Where do I start?  I have problems just like everyone else.  Different... but hard.  Three and a half years ago I lost my job in Salt Lake City.  Radio was all I knew.  I was fortunate to have a great station in Boise, Idaho that was interested in bringing me on.  But signing on here at WOW 104.3 came at a cost.  I had to leave my family behind.  My wife and I separated and we felt it best for the kids to stay in Salt Lake City, Utah.  Most of my kids were older and making their way through life but my son was 11-years-old.  He didn't understand.  Hell, I didn't understand so how was I supposed to explain it to him?

I made two promises coming out to Boise.  I'd talk to my son every day, no exceptions... and I'd be in Salt Lake City every chance I could.  I've driven that 9-hour round trip drive 87 times now.  I continue to make good on my promise but it's not enough.  I miss Brode coming home from school, sleeping in when he should be up, playing video games too much, laying around the house sick... I don't get to see who he hangs out with, what he dives into the kitchen pantry for every afternoon, what he watches on t.v... I don't get to be there when he's had a bad day... when a girl's broken his heart... when he loses the baseball game for his whole team... I'm not there.  At least for most of it.  I am blessed to be able to spend precious, quality time with all my children when I do head back to Salt Lake City.  And I cherish every second of it.

We have parents, right here in the Treasure Valley that would die to have what I have.  Parents who have lost their child to cancer.  Lost them forever, and others that are going to lose their child any day now.  They not only don't get to experience the same loss I have but their loss is so much greater.  Because their child is gone forever.  No baseball, no school, no friends, girlfriend, snacks in the pantry, sickness, sadness, tears, joy, love, marriage, careers.  None of it.  There is nothing.  Nothing but memories.

I recently heard somebody talk about how God never gives you more than you can handle.  And I don't know who God is to you.  If it's Budha, Ala, Heavenly Father, some Cosmic Being in alternate universes... I don't care.  God doesn't give you more than you can handle???  Really?  As a father... I think of my kids... and sitting in a doctor's office hearing "your son has a tumor in his brain"... I can't understand this.  Give it to me.  Not my son.  Not my baby girl.  Please give it to me.  Why?  I see these beautiful kids here... right here in our backyard.  Beckham from Melba, Claire from Meridian and Eagle, Krew from Middleton, Jack from Star... these are kids.  Some of them only have days left on this earth.  Why?

I find myself getting mad at God.  Screaming at God... why?  Innocent kids that just want to play.  They want to go to school, watch movies, go to Wahooz or Roaring Springs.  They want to climb Table Rock with their family.  They want to laugh and love... and cry... they just want to BE.  They just want to live and they want to live like the rest of us get to live.  But cancer... cancer steals it all from them.  It's not fair.  Why God, would you give this to them?  Innocent kids... WHY???  What the hell?

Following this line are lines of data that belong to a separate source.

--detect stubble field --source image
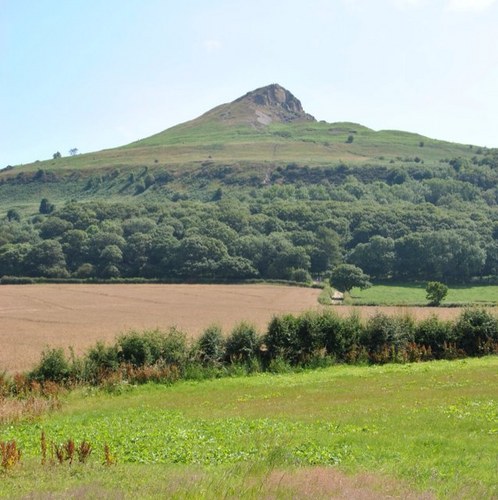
[0,284,478,371]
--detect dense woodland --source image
[0,148,498,283]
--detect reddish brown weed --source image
[0,440,21,470]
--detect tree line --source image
[0,191,498,283]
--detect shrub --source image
[296,312,325,361]
[225,322,260,363]
[161,327,188,367]
[320,311,345,359]
[455,308,498,356]
[264,314,299,361]
[336,312,365,362]
[117,332,156,366]
[196,325,225,364]
[415,315,455,358]
[425,281,448,306]
[362,313,414,362]
[29,348,71,383]
[83,342,119,384]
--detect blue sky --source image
[0,0,498,168]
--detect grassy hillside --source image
[0,357,498,498]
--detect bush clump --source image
[225,321,260,364]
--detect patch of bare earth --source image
[263,467,434,500]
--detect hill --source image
[0,84,498,283]
[0,84,482,208]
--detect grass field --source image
[0,357,498,498]
[351,283,498,306]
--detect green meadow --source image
[349,283,498,306]
[0,356,498,498]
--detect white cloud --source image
[446,0,496,12]
[203,40,222,52]
[391,0,426,9]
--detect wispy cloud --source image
[391,0,427,9]
[203,40,223,52]
[446,0,496,12]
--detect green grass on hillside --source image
[350,283,498,306]
[0,357,498,498]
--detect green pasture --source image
[348,283,498,307]
[0,356,498,498]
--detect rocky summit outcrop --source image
[234,83,315,122]
[202,83,315,128]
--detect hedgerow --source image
[0,308,498,396]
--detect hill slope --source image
[0,85,498,283]
[0,84,483,213]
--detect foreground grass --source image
[0,357,498,498]
[351,283,498,307]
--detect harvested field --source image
[0,284,320,371]
[0,284,482,371]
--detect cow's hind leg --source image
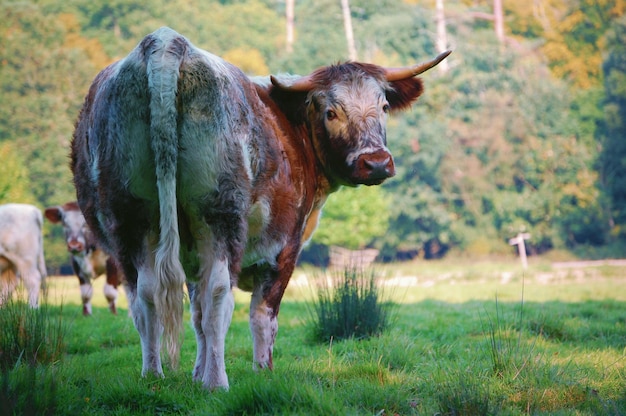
[192,250,235,390]
[104,258,120,315]
[22,267,43,308]
[0,264,17,305]
[128,261,163,377]
[250,278,278,370]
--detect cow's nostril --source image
[365,157,391,170]
[364,157,392,178]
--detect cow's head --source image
[271,51,450,186]
[44,202,90,255]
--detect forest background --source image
[0,0,626,270]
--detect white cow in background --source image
[0,204,46,307]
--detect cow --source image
[70,27,449,390]
[0,203,47,307]
[44,201,121,316]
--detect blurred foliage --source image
[311,186,391,250]
[0,0,626,268]
[600,17,626,241]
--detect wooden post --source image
[509,233,530,269]
[435,0,448,74]
[285,0,295,53]
[341,0,357,61]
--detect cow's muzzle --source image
[352,150,396,185]
[67,240,85,254]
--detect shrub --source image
[311,268,393,342]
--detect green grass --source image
[9,262,626,415]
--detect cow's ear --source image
[44,207,62,224]
[386,77,424,111]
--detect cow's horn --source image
[385,51,452,82]
[270,75,313,92]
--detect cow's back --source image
[0,204,43,264]
[0,203,46,307]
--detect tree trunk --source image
[341,0,357,61]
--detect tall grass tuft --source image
[311,268,393,342]
[0,292,66,416]
[0,299,65,372]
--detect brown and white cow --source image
[44,202,121,316]
[0,204,47,307]
[71,28,449,389]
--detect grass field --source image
[0,261,626,415]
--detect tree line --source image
[0,0,626,266]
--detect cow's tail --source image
[146,28,186,368]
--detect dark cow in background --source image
[71,28,449,389]
[0,204,47,307]
[44,202,121,316]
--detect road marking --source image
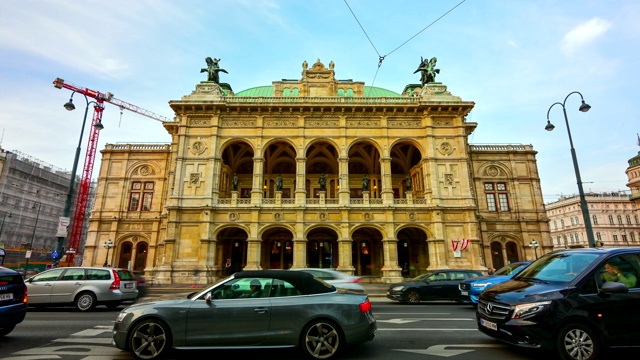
[13,345,131,360]
[376,318,476,324]
[393,344,506,357]
[51,338,111,345]
[71,326,113,337]
[377,328,478,331]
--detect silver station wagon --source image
[25,267,138,311]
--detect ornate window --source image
[128,181,154,211]
[484,183,509,211]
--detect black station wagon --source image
[387,269,483,304]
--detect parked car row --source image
[5,248,640,360]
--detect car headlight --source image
[471,282,491,289]
[511,301,551,319]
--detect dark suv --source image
[387,269,483,304]
[0,266,27,337]
[476,248,640,360]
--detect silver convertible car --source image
[112,270,377,359]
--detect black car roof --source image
[233,270,336,295]
[545,247,640,255]
[0,266,22,276]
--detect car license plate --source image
[480,319,498,331]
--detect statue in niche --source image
[413,56,440,86]
[362,174,369,191]
[200,56,228,85]
[231,173,239,191]
[318,173,327,191]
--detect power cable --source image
[344,0,466,91]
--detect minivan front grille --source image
[478,299,511,320]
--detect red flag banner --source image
[451,239,471,251]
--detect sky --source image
[0,0,640,203]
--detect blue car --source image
[458,261,531,305]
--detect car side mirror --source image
[599,281,629,295]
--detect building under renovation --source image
[84,59,552,284]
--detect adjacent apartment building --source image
[0,148,75,269]
[546,191,640,249]
[84,59,554,284]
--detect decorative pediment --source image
[302,59,335,81]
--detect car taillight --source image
[109,270,120,290]
[359,299,371,313]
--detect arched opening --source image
[491,241,504,270]
[307,228,338,268]
[262,228,293,269]
[397,228,429,277]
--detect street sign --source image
[56,216,71,237]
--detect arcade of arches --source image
[84,60,550,284]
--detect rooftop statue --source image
[413,56,440,86]
[200,56,228,85]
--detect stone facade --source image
[80,60,551,284]
[546,191,640,250]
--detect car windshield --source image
[516,252,600,282]
[493,264,527,275]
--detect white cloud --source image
[562,18,611,55]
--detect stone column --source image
[295,157,307,206]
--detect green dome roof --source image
[233,86,401,97]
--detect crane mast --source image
[53,78,171,263]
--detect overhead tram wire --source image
[344,0,467,92]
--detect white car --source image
[25,266,138,311]
[291,268,366,293]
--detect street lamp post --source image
[544,91,596,247]
[53,91,104,267]
[619,223,629,247]
[102,239,114,267]
[529,240,540,259]
[0,211,11,242]
[24,201,42,278]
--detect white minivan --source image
[25,266,138,311]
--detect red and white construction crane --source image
[53,78,172,263]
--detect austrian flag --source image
[451,239,471,251]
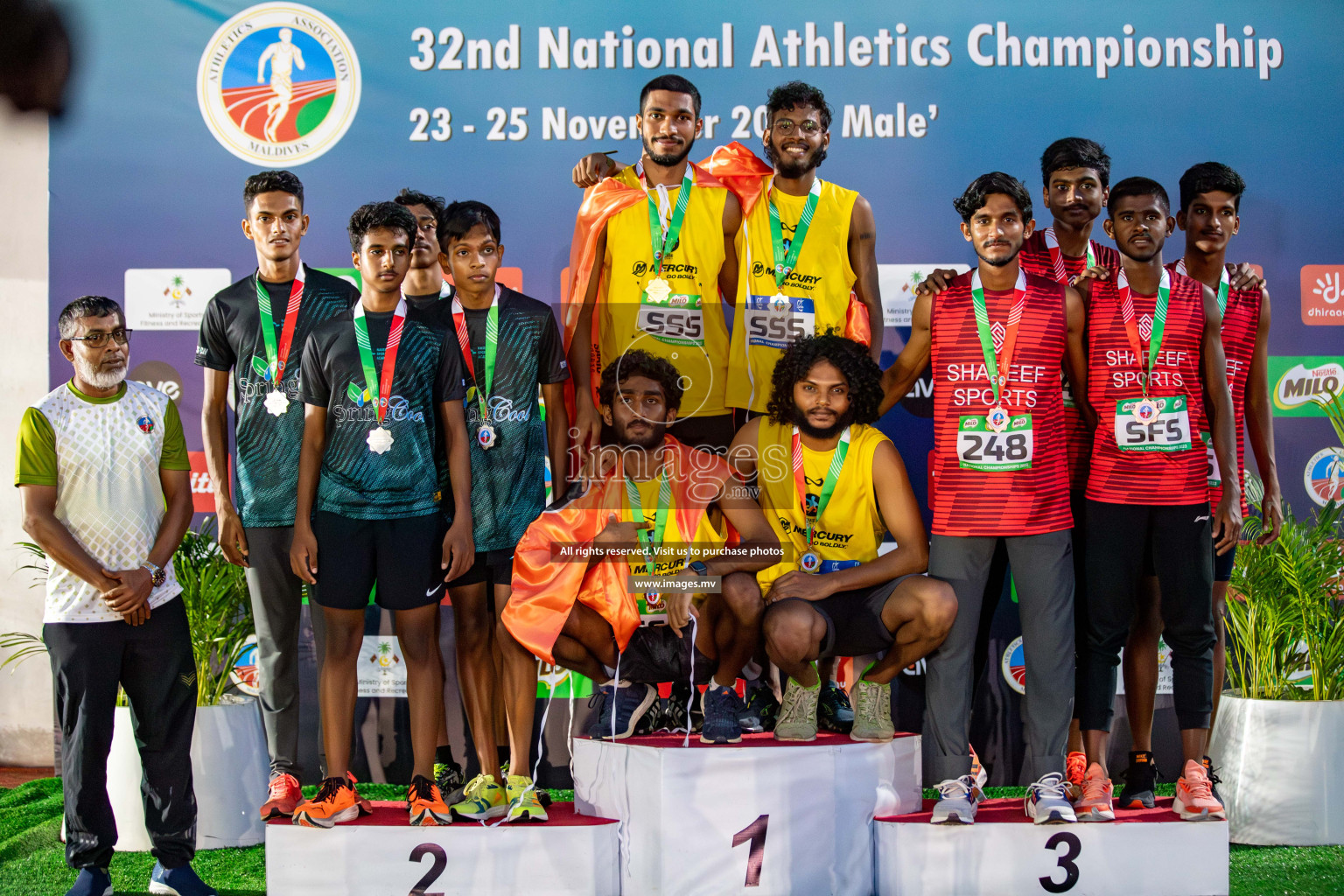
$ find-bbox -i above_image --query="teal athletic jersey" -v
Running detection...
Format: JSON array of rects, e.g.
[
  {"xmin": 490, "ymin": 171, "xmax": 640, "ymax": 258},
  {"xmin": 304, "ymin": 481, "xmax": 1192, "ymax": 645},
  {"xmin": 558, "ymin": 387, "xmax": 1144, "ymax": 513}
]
[
  {"xmin": 301, "ymin": 309, "xmax": 466, "ymax": 520},
  {"xmin": 196, "ymin": 264, "xmax": 359, "ymax": 528}
]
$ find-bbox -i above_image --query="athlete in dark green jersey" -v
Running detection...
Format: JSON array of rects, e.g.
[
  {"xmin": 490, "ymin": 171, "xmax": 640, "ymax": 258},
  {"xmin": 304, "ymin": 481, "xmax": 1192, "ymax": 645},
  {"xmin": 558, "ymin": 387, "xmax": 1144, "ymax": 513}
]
[
  {"xmin": 290, "ymin": 201, "xmax": 474, "ymax": 828},
  {"xmin": 196, "ymin": 171, "xmax": 359, "ymax": 818}
]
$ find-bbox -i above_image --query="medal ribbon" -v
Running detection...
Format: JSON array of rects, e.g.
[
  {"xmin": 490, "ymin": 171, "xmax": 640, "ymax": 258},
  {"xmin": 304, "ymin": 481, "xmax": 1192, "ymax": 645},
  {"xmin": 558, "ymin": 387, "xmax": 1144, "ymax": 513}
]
[
  {"xmin": 793, "ymin": 426, "xmax": 850, "ymax": 548},
  {"xmin": 453, "ymin": 284, "xmax": 500, "ymax": 426},
  {"xmin": 634, "ymin": 163, "xmax": 694, "ymax": 276},
  {"xmin": 625, "ymin": 464, "xmax": 672, "ymax": 575},
  {"xmin": 1046, "ymin": 227, "xmax": 1096, "ymax": 286},
  {"xmin": 1116, "ymin": 268, "xmax": 1172, "ymax": 397},
  {"xmin": 1174, "ymin": 258, "xmax": 1233, "ymax": 319},
  {"xmin": 253, "ymin": 262, "xmax": 304, "ymax": 388},
  {"xmin": 970, "ymin": 268, "xmax": 1027, "ymax": 406},
  {"xmin": 766, "ymin": 178, "xmax": 821, "ymax": 290},
  {"xmin": 355, "ymin": 296, "xmax": 406, "ymax": 426}
]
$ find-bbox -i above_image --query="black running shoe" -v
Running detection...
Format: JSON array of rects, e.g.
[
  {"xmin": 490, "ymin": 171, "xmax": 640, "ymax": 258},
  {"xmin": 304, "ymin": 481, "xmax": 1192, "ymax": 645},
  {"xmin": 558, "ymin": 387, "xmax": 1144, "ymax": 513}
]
[{"xmin": 1116, "ymin": 750, "xmax": 1157, "ymax": 808}]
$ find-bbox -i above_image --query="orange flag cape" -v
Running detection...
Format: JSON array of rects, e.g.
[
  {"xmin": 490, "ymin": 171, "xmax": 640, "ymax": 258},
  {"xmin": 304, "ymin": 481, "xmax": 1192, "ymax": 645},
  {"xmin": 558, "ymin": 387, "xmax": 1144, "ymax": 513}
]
[{"xmin": 501, "ymin": 435, "xmax": 732, "ymax": 662}]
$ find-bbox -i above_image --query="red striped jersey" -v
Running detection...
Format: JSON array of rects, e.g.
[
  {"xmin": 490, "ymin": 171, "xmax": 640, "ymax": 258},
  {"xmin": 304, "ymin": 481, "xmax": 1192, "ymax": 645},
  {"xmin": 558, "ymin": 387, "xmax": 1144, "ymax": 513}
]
[
  {"xmin": 931, "ymin": 271, "xmax": 1073, "ymax": 536},
  {"xmin": 1018, "ymin": 227, "xmax": 1119, "ymax": 492},
  {"xmin": 1088, "ymin": 268, "xmax": 1208, "ymax": 505},
  {"xmin": 1166, "ymin": 258, "xmax": 1261, "ymax": 516}
]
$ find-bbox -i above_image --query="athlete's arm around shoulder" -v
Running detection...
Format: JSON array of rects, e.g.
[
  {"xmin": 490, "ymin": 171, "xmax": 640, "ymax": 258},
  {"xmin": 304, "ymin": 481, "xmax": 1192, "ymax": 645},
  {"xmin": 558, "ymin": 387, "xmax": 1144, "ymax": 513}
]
[
  {"xmin": 847, "ymin": 195, "xmax": 882, "ymax": 361},
  {"xmin": 719, "ymin": 189, "xmax": 742, "ymax": 304},
  {"xmin": 878, "ymin": 293, "xmax": 934, "ymax": 414},
  {"xmin": 1191, "ymin": 284, "xmax": 1242, "ymax": 554}
]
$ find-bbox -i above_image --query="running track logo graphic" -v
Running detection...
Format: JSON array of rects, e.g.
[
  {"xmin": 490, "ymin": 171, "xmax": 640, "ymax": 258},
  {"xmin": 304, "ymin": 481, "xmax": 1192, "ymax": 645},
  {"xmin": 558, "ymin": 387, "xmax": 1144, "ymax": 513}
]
[{"xmin": 196, "ymin": 3, "xmax": 360, "ymax": 166}]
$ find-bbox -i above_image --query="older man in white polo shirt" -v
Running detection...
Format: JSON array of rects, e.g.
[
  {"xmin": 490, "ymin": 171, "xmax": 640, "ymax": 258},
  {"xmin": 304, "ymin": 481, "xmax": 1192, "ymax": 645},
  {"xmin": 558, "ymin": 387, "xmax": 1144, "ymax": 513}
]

So when I hear 'God doesn't give you more than you can handle'... that's wrong.  What we should be saying is... 'God doesn't give you more than WE can handle'.  Because if you're worried about how you're going to pay for your kid's treatment, that's where WE can handle... you're worried about how you're going to get there or stay there or eat or how you're going to pay your bills... WE got you... WE can handle that... I don't know WHY your kid has cancer or why you're going through THIS but WE, as partner's in hope have your back.  Because you're in no position to handle this.  God didn't give you this because YOU can handle it... I don't know why he gave you this... why you're there, with this but we got it.  WE can handle this.

That's why I want you to become a Partner In Hope.  That's why I'm a Partner In Hope... that's why Carly's a Partner In Hope... if you're driving right now, or working, or whatever.. open up your wallet and give just $20 a month in honor of your healthy kids... I have five kids... all healthy and I proudly give in their name.  Just $20 a month.  That's why you give.  That's why you become a Partner In Hope.